Ил-4 был обречен. Против четверки «фоккеров» ему не выстоять. Стрелок в кормовом колпаке, вжимаясь в приклады спаренного пулемета ШКАС, ожидал новой атаки. Когда в прицеле стремительно вырос вражеский истребитель, он нажал на спуск.
Но пулеметам винтовочного калибра трудно соревноваться с пушками. Стрелок погиб через несколько секунд, а следующий «Фокке-Вульф» всадил залп всех огневых точек в кабину управления и застекленный нос бомбардировщика.
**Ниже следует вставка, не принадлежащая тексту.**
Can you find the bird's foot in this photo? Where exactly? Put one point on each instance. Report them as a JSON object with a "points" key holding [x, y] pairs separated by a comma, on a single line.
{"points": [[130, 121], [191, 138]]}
Ил-4 с погибшим экипажем, кувыркаясь, летел вниз, разваливаясь на куски.
Павел Горшеня матерился от злости, увидев, как за минуту погибли три самолета. Он не имел права покидать бомбардировщики и кидаться в бой. Задачей его эскадрильи была защита Ил-4 и Пе-2 от вражеских истребителей.
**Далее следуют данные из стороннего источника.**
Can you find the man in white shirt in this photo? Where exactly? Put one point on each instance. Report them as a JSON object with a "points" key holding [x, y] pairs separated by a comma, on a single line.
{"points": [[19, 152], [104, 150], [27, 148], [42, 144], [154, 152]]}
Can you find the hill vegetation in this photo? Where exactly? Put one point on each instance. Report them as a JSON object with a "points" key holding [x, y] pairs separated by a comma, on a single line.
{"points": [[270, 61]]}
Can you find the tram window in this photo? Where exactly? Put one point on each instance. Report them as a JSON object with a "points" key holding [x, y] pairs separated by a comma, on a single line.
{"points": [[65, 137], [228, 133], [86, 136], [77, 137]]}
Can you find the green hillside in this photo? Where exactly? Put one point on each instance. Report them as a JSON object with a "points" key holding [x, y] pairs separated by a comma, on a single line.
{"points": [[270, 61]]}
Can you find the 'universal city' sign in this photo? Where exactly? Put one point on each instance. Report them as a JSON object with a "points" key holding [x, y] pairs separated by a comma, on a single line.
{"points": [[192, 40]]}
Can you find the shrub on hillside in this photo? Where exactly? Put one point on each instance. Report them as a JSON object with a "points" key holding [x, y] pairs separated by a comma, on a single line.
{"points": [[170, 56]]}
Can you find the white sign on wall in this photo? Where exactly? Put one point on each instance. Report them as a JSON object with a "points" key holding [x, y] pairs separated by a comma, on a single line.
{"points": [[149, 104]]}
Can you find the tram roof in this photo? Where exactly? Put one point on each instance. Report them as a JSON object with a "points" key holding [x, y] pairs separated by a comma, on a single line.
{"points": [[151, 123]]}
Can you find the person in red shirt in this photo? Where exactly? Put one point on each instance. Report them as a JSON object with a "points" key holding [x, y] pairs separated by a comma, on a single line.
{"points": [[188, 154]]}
Их уже скопилось не меньше двух десятков. Приближаться вплотную они не рисковали, стрелки бомбардировщиков вели огонь из всех пулеметов. Сопровождавшие их «Яки» и Ла-5 тоже огрызались.
Горшеня поймал в прицел вырвавшегося вперед молодого немчонка на «Мессершмитте» и вкатил точную очередь. Двигатель вспыхнул, и «Мессершмитт» закрутился в безнадежном штопоре, исход которого только один — смерть.
Количество немецких истребителей увеличилось до тридцати, пилоты люфтваффе рвались отомстить за горевшую авиабазу. Они сопровождали наши самолеты едва не до аэродрома, хотя потеряли от оборонительного огня два «мессера». Но огонь многочисленных пушек, даже с дальнего расстояния, поджег еще один Пе-2, а другой буквально рухнул на взлетную полосу и сразу вспыхнул. Успел спастись лишь стрелок.
Девять десантников во главе с комиссаром Слободой сутки выбирались из вражеского тыла. При переходе линии фронта погиб еще один боец. Все восемь уцелевших краснофлотцев, в том числе Николай Захарович Слобода, получили ранения разной степени. Несколько человек положили в госпиталь, легкораненые лечились в санчасти.
Об успешном налете на авиабазу «Тулома», хоть он и стоил немалых потерь, коротко сообщило Информбюро. В центральных газетах это сообщение перепечатали, но ни слова не сказали об участии в операции бойцов бригады морской пехоты. Лишь во флотской газете информацию немного расширили. Сообщили, что в операции принимали активное участие краснофлотцы из бригады капитана первого ранга Ю.
Буква «Ю» означала Юшин. Его хвалили за высокий уровень подготовки личного состава и почему-то ни слова не сказали о командире отряда «Онега» Никите Васильевиче Маркине. Да и вообще, слово «отряд» в статье не упоминалось.
Корреспондент, следуя хвастливой традиции газет того времени, упивался фразами о разгроме крупнейшей авиабазы. Красочно описывались десятки сгоревших и разбитых немецких самолетов, уничтоженные зенитные батареи. Упоминались лишь фамилии Слободы, Фатеева, Юркевича, которые проявили особый героизм.
– И все? — недоуменно спросил Паша Юркевич.
– Все, — равнодушно подтвердил Славка.